Off-topic discussion. Wanna talk about corsets, duct tape, or physics? This is the place. Detailed discussion of any current-season TV must be whitefonted.


Steph L. - Nov 03, 2009 9:17:51 am PST #16857 of 30001
this mess was yours / now your mess is mine

Right? Maybe she was just having a bad day. I don't know. I was baffled.


Polter-Cow - Nov 03, 2009 9:18:38 am PST #16858 of 30001
What else besides ramen can you scoop? YOU CAN SCOOP THIS WORLD FROM DARKNESS!

What the hell, Tep? Didn't you just recently have a similarly shitty customer service experience at a car dealership?


Dana - Nov 03, 2009 9:19:04 am PST #16859 of 30001
I'm terrifically busy with my ennui.

She followed me to the manager, told the manager that I was committing coupon fraud, grabbed the coupon from my hand and shoved it at the manager.

Yikes.


beth b - Nov 03, 2009 9:19:59 am PST #16860 of 30001
oh joy! Oh Rapture ! I have a brain!

"coupon fraud"?

seriously?

None of the decisions - issue , price or even if the store is going to take coupons is a cashier's choice. all the cashier can do is decide if they match, if the coupon is expired, and maybe question the legitimacy of the coupon.

edited for weird word choice


tommyrot - Nov 03, 2009 9:20:10 am PST #16861 of 30001
Sir, it's not an offence to let your cat eat your bacon. Okay? And we don't arrest cats, I'm very sorry.

Didn't you just recently have a similarly shitty customer service experience at a car dealership?

No, that was you.

(Sorry)


Gudanov - Nov 03, 2009 9:21:03 am PST #16862 of 30001
Coding and Sleeping

That's weird. Why would she care so much?

Speaking of weird retail experiences. I went into an Office Max a couple of days ago to buy a 4GB flash drive that cost all of $12. The cashier asked if I wanted an extended warranty. I just said "no" instead of "are you fucking kidding me?". To the cashier's credit she didn't try to push the issue and quite possibly thought it was just as stupid as I did.


tommyrot - Nov 03, 2009 9:21:31 am PST #16863 of 30001
Sir, it's not an offence to let your cat eat your bacon. Okay? And we don't arrest cats, I'm very sorry.

maybe question the reality of the coupon.

"Sorry, this is a Wishverse coupon."

"Sorry, we can't take this. See how Spock has a goatee?"


beth b - Nov 03, 2009 9:22:19 am PST #16864 of 30001
oh joy! Oh Rapture ! I have a brain!

Damn, word choice still got me


Gudanov - Nov 03, 2009 9:23:53 am PST #16865 of 30001
Coding and Sleeping

maybe question the reality of the coupon.

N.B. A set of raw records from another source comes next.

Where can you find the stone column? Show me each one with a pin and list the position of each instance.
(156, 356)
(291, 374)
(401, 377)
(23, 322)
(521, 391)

Ah, the collision of philosophy majors and the job market.


Theodosia - Nov 03, 2009 9:24:31 am PST #16866 of 30001
'we all walk this earth feeling we are frauds. The trick is to be grateful and hope the caper doesn't end any time soon"

Around here, all the cash registers actually SCAN the coupon's barcode, so unless you've bothered to hack the grocery store database where the barcodes are kept and altered the price there... really, doesn't simply stealing credit card numbers sound a whole lot easier?